In the year 530 AD, Kashmir was attacked by a Hun named Mihirakula. Mihirakula and his tribe changed the political and social landscape of the country. Kalhana describes him as:
The person knew his approach by noticing the vultures, crows and other (birds) flying ahead eager to feed on those who were being slain within their armies reach.
Kalhana also defines him as a royal Vetala (vampire) day and night surrounded by thousands of murdered human beings.
Mihirakula had no pity for children, no compassion for women and no respect for the aged. When he was on his way to Kashmir with his army, he heard the terrified cry of an elephant that had fallen over the edge of a mountain. He was so thrilled by the sound that he had a hundred other elephants rolled down by force.
He was the leader of White Huns who later conquered territories from Kabul to Central India. He was an enemy of Buddhism and destroyed hundreds, if not thousands of Buddhist shrines in Kashmir. He also spread a network of fake, deceiving and sly Sadhus and Brahmans across India who exploited simpleton Hindus in the name of religion. These fake sadhus would cause riots and sometimes even war.
This sly horde had made the lives of true Hindus miserable. – B.K Mukherji
According to Stein:
After extensive campaigns, Mihirakula was defeated by Baladitya of Maghada and Yasodharman, and forced to retire around 530AD to Kashmir and adjoining areas. Baladitya had captured Mihirakula and was about to kill him but his mother intervened and persuaded her son to spare Mihirakula’s life. Mahirakula then fled to Kashmir where he was placed in charge of a territory, but he soon rose in rebellion and killed the King, assuming power himself.
Mihirakula was a patron of Shaivism. His coins had emblems of a bull and trident and in the legends jayatu trash, jayatu vrsadhvaja, displayed a clear leaning towards Shaivism. He also founded Mihiresvara (shrine of Shiva) at Srinagari and in Holada a big city named Mihirapura. Mihirakula brought Brahmins from Gandhara who resembled him in his habits to Kashmir, he bestowed them a thousand agraharams at Bijbehara. From here on Shivaism and Vais’navi Brahmanism dominated the religious scene until Islam took over. Buddhism had literally been exterminated.

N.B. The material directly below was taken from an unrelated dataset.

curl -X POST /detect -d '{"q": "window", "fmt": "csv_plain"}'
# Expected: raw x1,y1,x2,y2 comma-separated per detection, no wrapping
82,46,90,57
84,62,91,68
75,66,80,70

While all this was going on, religious texts like Nilamata Purana and the mahatmas were being written to create a new narrative in Kashmir.
The story of Kashmir’s origin and it’s people is given in the same Nilamata Purana and rests on the existence of the nagas. But as per Professor Gulshan Majeed Kashmir there is no evidence of their presence in Kashmir. Nilamata Purana is the only literary source to suggest their existence in Kashmir. No other Purana, mahatma or any other Brahmanic writing says the same.
According to Professor Shafi Shaun, Nilamata Purana is an ancient folktale that was given the form of a literary text in the 8th or 9th century.
As per Dr. Abdur Rashid Dar of Kashmir University, there is no evidence of Nagas in Kashmir and even the sculptures ascribed to them in the central India are completely missing in Kashmir.
The remnants of the annihilated Buddhist religion were also absorbed into Shaivism, Nilamata prescribes celebration of Buddha’s birthday. It also suggests bathing of the Buddha image in water and decorating it. This was done to earn the conversion of the remaining Buddhists to Shaivism.
The Brahmins who had Mihirakula’s patronage and were now in power and influence propagated Shaivism and built a new religious narrative through the Nilamata Purana. The Nilamata, thus became the orbit around which the history and culture of Kashmir was constructed, It became the argument and evidence of the ‘Hindu origin’ of Kashmir and its people.